In this article, we will get the basic idea of what is data analysis and look into some tools that are used for data analysis.
Table of contents
- What is Data analysis?
- Tools used for data analysis
What is Data analysis?
Data analysis is the process of collection, organization, transformation and modeling of data to draw conclusions, make predictions and also make informed decisions. A simple example of this is when we buy a new phone. We do so much research on the brands, models, the features, compare prices of different variants before we finally settle upon the phone that we are going to buy. We also consider our past experiences with some brands before making a decision. This is nothing but analyzing extensively before making a decision. So, this is nothing but a form of data analysis.
There are various steps in the process of data analysis and there are different ways in which companies put them. In Google, the data analysis process is broken down into 6 phases. They are:
- Ask: This first phase is about asking the right questions, defining the problem and communicating with the stakeholders to understand the business problem more and also their expectations.
- Prepare: This is where analysts collect the required data for their upcoming analysis either by surveys, pulling up the company's internal data, getting second-party data or making use of the open datasets available.
3.Process: Here, the analyst cleans the data by eliminating any errors or inaccuracies in the data, getting rid of the outliers, transforms it into a more useful format and then verifies the data.
4.Analyze: This is the phase where suitable tools are used to organize the data so that useful insights and conclusions can be drawn or predictions can be made from them.
5.Share: This is where the analysts share the results of the analysis with their stakeholders. Visualizations in forms of graphs are used for the effective communication of the findings and help others understand what story the data is telling.
6.Act:This is the exciting moment when the business takes all of the insights the data analyst, have provided and puts them to work in order to solve the original business problem.
Tools used for data analysis
The main usage of tools is during the 'analyze' phase of the analysis process. While there are a wide range of tools available, let us look into some popularly used tools such as:
They are excellent tools for organizing data in a format that is easy to understand. In spreadsheets, the data is structured in the row and column format and each cell contains a piece of data.

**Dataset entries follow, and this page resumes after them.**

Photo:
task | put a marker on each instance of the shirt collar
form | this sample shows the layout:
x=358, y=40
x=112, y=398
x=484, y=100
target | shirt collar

The two widely used spreadsheets are Microsoft Excel and Google sheets.
Spreadsheets allow us to perform a variety if tasks on the data and also has a lot of in-built functions and menu options that makes it more user friendly. It can also be used to convert the data into charts and other visualizations. Excel allows us to understand our data through summaries, visuals and patterns. It is a great tool for data analysis and is one of the most basic and important one that a data analyst should know.
The only limitation is that a spreadsheet cannot hold huge amounts of data like a database.

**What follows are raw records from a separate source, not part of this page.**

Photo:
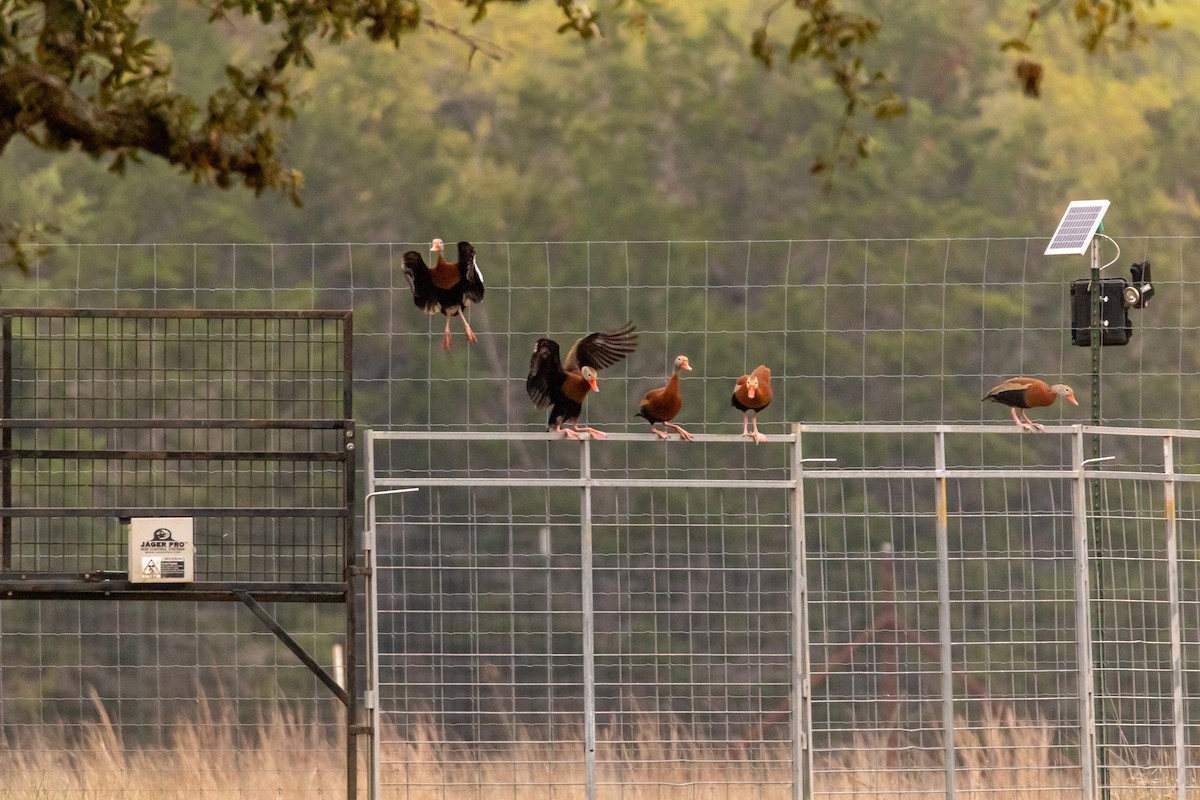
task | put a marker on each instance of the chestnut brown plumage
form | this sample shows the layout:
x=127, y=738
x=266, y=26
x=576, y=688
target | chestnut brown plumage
x=445, y=288
x=751, y=394
x=563, y=384
x=1024, y=392
x=663, y=404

SQL (pronounced as 'sequel') stands for Structured Query Language. It is a computer language used to retrieve and manipulate data from a database where huge amounts of data are stored. Unlike spreadsheets, we cannot visualize data using SQL. It allows us perform many operations on the data - sorting, filtering and type casting to name a few.
A basic SQL query contains 3 clauses: SELECT, FROM and WHERE
SELECT column1, column2, ...
In the SELECT clause, we specify the columns of the table we need and in FROM, we specify the table's name from which we need to pull data and in the WHERE clause, we mention any condition that we need the data to satisfy. We can skip this WHERE clause if we do not have any conditions to specify and need all the data.
Python is the most popular programming language that everyone is aware of. Python offers a variety of packages that makes the process of data analysis easier. Another reason for using python for analyzing data is that it manages and creates data structures quickly.
Pandas, a package in python has many functions that makes it easier to import data, manipulate and analyze it. Sklearn is more of a scientific package that provides advanced tools for tasks like machine learning. Seaborn and Matplotlib are the visualization packages that every analyst stands by. They offer tools to custom make our visualizations and bring out the data artist in us. Another important library is NumPy. It provides us efficient tools to operate and navigate dense datasets.
Tableau is a data visualization tool. It is a tool used by analysts to connect, interact and visualize data. It efficiently works with multiple datasets to quickly create effective visualizations and also create dashboards. These tableau visualizations may be a simple graph or a piece of art itself that we design from the data. Shown below is an example of a data visualization using created Tableau.
R is one of the recently popular computer languages. It is also used extensively in data analysis as it supports various analytical modeling techniques. It is a programming language that is typically used in statistical computing. It also contains various packages devoted for data analysis such as tidyr, which provides us tools for data cleaning. Ggplot2 and ggraph are the two packages that aid in data visualizations and plotly is used for interactive graphs. Dplyr is a package that facilitates data wrangling and R also has a separate package for carrying out financial analysis called 'tidyquant'.
With this article at OpenGenus, you must have the complete idea of Data Analysis tools.